O Rei e Suárez convocaram eleições gerais e um Parlamento saído das urnas redigiu uma Constituição democrática que entrou em vigor em 1978, cautelosamente adotando a monarquia, com apoio praticamente unânime dos parlamentares, inclusive dos historicamente republicanos socialistas e comunistas. Submetida a plebiscito, a Carta foi aprovada por grande maioria.

Em fevereiro de 1981, quando altos chefes militares tentaram um golpe de Estado e um tenente-coronel da Guarda Civil, com um grupo de homens armados, ocupou o Congresso , o Rei se legitimou de vez.

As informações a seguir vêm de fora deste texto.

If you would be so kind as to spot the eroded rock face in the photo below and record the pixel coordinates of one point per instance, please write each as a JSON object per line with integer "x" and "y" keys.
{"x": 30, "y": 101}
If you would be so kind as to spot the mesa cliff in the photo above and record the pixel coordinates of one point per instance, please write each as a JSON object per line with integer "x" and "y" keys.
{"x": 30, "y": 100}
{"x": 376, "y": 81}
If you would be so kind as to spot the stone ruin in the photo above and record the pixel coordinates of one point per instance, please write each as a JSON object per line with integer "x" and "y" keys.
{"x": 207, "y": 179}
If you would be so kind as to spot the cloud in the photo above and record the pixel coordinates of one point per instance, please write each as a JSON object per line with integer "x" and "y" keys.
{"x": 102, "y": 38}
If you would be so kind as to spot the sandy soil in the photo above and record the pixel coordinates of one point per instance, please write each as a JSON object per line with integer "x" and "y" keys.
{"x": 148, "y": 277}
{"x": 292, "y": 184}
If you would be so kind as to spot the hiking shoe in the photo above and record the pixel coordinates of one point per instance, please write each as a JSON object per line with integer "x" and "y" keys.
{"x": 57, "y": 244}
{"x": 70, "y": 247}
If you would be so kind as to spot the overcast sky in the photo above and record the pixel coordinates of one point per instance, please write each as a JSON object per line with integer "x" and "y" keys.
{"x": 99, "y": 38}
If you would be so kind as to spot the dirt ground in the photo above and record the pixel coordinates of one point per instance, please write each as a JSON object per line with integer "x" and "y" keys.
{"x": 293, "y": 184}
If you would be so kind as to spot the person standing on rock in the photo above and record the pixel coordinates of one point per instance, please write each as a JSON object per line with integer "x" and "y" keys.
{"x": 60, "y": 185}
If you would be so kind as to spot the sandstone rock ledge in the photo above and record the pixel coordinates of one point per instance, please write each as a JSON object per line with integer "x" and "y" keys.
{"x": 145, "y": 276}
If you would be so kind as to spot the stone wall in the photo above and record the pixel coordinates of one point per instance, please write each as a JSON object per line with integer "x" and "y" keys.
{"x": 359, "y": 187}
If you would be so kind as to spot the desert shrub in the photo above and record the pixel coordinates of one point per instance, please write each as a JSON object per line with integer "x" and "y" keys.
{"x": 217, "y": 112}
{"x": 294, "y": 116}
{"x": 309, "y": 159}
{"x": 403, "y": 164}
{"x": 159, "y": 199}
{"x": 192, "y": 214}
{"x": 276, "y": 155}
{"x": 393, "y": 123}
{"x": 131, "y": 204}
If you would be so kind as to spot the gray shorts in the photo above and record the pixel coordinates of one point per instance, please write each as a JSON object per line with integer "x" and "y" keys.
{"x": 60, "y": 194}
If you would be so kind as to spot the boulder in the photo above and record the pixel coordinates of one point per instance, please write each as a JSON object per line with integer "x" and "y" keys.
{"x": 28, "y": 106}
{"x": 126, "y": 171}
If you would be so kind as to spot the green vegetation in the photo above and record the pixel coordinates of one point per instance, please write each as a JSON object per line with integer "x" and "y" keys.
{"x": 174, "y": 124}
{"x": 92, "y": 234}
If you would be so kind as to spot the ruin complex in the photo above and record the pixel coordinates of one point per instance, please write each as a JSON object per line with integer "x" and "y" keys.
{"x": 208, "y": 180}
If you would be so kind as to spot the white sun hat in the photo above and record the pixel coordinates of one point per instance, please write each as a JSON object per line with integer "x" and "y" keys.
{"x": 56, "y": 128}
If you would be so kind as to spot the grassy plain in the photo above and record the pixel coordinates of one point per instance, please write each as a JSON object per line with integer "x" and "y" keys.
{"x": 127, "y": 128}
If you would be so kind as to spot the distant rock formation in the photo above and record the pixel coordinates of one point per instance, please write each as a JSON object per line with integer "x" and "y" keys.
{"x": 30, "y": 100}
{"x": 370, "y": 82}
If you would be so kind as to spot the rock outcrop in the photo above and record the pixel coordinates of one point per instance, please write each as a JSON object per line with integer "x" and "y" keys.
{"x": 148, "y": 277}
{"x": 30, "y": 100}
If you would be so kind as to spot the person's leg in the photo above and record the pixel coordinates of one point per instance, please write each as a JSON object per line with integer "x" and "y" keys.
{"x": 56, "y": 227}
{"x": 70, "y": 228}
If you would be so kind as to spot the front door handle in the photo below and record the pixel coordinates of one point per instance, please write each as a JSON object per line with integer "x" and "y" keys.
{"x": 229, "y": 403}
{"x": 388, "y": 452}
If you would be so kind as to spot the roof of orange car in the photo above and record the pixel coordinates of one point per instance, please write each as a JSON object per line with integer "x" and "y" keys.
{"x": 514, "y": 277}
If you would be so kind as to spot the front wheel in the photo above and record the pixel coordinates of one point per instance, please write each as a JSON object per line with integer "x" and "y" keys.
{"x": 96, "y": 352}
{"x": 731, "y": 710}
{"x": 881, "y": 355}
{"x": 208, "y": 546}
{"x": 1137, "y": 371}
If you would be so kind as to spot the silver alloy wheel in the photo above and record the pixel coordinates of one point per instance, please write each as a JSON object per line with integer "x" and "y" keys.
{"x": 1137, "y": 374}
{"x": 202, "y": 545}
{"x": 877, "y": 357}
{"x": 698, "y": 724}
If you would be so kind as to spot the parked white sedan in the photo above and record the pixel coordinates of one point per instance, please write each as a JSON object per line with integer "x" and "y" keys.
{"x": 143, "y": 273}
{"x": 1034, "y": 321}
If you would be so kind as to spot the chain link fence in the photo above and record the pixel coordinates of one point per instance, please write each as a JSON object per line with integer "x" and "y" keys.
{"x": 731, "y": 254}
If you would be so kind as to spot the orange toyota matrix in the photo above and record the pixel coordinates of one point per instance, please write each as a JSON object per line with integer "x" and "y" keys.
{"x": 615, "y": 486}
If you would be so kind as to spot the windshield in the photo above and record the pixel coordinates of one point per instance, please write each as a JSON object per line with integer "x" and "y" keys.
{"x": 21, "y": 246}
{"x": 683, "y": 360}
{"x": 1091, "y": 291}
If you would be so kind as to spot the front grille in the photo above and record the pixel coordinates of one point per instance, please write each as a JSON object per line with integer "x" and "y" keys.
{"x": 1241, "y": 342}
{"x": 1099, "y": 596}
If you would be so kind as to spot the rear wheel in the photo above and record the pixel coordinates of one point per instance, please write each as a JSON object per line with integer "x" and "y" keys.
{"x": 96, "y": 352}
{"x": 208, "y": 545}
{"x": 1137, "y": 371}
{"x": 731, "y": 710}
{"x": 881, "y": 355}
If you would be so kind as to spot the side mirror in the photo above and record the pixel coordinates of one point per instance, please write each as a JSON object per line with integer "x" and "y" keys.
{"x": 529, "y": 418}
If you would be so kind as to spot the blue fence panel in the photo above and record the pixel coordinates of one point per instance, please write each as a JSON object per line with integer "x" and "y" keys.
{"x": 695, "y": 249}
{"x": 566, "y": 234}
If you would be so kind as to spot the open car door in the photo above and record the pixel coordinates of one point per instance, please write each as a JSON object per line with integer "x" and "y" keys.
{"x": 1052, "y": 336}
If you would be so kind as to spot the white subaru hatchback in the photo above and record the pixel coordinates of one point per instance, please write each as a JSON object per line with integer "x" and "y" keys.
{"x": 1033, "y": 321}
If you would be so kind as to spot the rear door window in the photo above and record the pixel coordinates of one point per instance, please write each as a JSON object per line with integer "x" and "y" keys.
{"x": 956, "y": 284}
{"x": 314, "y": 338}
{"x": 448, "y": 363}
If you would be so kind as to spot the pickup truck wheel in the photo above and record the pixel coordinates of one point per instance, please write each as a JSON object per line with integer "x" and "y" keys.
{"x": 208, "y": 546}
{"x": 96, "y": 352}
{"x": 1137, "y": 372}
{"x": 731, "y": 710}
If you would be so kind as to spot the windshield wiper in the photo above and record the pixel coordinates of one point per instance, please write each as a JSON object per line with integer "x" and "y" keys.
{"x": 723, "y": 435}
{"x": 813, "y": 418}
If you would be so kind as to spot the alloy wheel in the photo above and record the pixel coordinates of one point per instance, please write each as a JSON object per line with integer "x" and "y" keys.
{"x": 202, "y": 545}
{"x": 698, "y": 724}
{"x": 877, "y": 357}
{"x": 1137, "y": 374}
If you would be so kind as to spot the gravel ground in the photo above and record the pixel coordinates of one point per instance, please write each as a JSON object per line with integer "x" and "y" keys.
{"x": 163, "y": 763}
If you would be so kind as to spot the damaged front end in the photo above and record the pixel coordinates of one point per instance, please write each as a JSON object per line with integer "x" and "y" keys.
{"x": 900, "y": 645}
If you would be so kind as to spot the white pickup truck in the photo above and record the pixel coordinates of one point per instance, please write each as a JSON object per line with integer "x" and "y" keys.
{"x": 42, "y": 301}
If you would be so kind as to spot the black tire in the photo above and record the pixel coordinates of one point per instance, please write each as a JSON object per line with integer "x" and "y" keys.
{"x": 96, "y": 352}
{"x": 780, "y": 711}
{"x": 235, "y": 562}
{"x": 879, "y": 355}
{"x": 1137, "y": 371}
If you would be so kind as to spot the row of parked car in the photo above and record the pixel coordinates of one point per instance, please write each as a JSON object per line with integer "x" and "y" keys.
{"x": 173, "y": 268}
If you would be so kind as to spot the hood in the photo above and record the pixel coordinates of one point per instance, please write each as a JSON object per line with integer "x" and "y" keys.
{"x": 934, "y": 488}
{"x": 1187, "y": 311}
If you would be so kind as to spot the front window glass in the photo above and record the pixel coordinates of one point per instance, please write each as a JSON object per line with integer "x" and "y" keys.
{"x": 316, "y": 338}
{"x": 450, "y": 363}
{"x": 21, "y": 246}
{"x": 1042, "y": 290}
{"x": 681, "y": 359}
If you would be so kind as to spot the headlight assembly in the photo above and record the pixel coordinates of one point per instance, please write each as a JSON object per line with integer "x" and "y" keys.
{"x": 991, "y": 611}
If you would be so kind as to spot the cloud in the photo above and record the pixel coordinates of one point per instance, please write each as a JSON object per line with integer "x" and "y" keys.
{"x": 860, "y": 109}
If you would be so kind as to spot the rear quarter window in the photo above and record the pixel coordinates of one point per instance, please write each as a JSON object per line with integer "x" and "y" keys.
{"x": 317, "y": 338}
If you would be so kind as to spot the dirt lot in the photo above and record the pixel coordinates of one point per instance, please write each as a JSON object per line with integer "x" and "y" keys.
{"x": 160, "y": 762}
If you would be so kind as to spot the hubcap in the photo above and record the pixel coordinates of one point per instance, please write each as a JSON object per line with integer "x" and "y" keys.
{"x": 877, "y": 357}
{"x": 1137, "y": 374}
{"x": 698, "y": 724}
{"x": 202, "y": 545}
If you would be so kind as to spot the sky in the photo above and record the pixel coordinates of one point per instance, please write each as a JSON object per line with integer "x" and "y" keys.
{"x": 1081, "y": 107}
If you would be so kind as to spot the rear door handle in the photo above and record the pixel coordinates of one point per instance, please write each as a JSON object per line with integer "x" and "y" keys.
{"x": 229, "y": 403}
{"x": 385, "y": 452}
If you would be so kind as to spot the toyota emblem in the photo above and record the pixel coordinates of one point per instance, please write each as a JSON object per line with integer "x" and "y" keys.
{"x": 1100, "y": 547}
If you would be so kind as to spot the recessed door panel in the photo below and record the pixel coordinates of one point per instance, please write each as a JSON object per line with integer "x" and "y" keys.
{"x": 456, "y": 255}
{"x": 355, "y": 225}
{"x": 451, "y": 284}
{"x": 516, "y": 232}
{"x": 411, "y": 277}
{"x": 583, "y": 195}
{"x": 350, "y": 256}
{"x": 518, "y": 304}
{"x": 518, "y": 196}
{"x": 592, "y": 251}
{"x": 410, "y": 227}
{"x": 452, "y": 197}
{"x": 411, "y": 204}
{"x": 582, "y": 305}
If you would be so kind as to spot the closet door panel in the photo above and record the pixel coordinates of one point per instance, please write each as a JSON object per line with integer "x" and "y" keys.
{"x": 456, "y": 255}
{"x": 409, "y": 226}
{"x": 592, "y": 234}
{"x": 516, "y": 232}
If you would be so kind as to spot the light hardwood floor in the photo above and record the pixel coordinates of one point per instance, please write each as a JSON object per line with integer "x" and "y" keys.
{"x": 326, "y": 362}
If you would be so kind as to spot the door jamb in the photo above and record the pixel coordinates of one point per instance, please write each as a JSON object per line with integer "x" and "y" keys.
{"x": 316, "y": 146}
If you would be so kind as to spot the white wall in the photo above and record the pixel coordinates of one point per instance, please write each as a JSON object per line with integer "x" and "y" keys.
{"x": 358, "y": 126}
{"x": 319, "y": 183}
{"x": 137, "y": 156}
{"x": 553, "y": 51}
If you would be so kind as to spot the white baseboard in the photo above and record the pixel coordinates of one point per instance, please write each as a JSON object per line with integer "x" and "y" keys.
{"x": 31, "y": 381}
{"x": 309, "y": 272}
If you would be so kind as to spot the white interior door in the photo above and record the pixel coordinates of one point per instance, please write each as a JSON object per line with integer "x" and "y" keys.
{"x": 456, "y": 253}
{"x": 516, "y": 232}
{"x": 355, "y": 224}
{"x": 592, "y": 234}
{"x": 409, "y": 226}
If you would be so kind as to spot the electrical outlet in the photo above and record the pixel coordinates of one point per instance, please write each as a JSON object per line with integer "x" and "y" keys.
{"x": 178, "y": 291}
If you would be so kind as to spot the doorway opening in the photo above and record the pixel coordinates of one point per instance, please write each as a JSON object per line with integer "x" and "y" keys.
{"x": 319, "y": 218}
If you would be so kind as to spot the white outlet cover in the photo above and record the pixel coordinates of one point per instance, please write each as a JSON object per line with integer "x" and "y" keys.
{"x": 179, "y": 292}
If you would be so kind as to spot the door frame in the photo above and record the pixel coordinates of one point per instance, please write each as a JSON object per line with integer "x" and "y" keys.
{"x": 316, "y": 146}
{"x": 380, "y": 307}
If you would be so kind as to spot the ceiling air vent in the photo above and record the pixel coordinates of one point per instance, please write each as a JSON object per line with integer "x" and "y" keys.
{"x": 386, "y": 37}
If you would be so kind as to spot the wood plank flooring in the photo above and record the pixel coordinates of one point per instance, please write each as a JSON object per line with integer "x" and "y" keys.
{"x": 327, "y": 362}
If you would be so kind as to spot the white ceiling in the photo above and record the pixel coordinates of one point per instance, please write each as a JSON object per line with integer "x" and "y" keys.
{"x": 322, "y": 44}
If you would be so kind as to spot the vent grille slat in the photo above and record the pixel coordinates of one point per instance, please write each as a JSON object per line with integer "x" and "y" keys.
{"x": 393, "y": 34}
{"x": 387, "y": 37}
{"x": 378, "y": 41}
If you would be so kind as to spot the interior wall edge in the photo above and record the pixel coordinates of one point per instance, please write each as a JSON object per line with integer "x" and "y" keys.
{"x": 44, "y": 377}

Como comandante supremo das Forças Armadas, convocou ao Palácio de la Zarzuela ou falou diretamente por telefone com generais leais – que conhecia por ter cursado as três academias militares, do Exército, Força Aérea e Marinha –, chamou às falas militares rebeldes, ordenou a prisão de um general de alto coturno que fora esteio da ditadura e lutara na Guerra Civil, Milans del Bosch, e foi à televisão denunciar os golpistas e reafirmar sua convicção democrática.

Espanha Príncipe Girona

O príncipe herdeiro, Felipe de Borbón (à direita), com o presidente do governo nacionalista catalão: "gesto nítido de apoio à monarquia" (Foto: El Periódico)

Toda essa longa trajetória, agora, está abalada. Não se discute, na Espanha, apenas o “caso Urdangarin”. Discute-se, agora, a própria conveniência da monarquia. De ontem, quarta, para hoje, quinta, dia 15, os sete principais jornais espanhóis publicaram 57 artigos sobre o escândalo, e não poucos questionavam a necessidade e a conveniência de se manter o regime.

O herdeiro promete “adaptar e adequar” a Coroa aos novos tempos

Justamente por isso, e não por acaso, durante uma solenidade que presidiu em Barcelona, o príncipe herdeiro, Felipe, 43 anos, acompanhado da mulher, Letícia, e uma vez mais sem tocar no escândalo, acentuou seu propósito de “adaptar e adequar” a Coroa aos novos tempos e, muito aplaudido, falou em “rigor, seriedade e coerência”.

Curiosamente, a solenidade foi prestigiada em massa pelo governo nacionalista catalão, tendo à frente seu presidente, Artur Mas, no que o centenário jornal La Vanguardia interpretou como “um gesto nítido de apoio à monarquia através dos príncipes Felipe e Letícia”.

Que ninguém se iluda, porém. A crise não passou.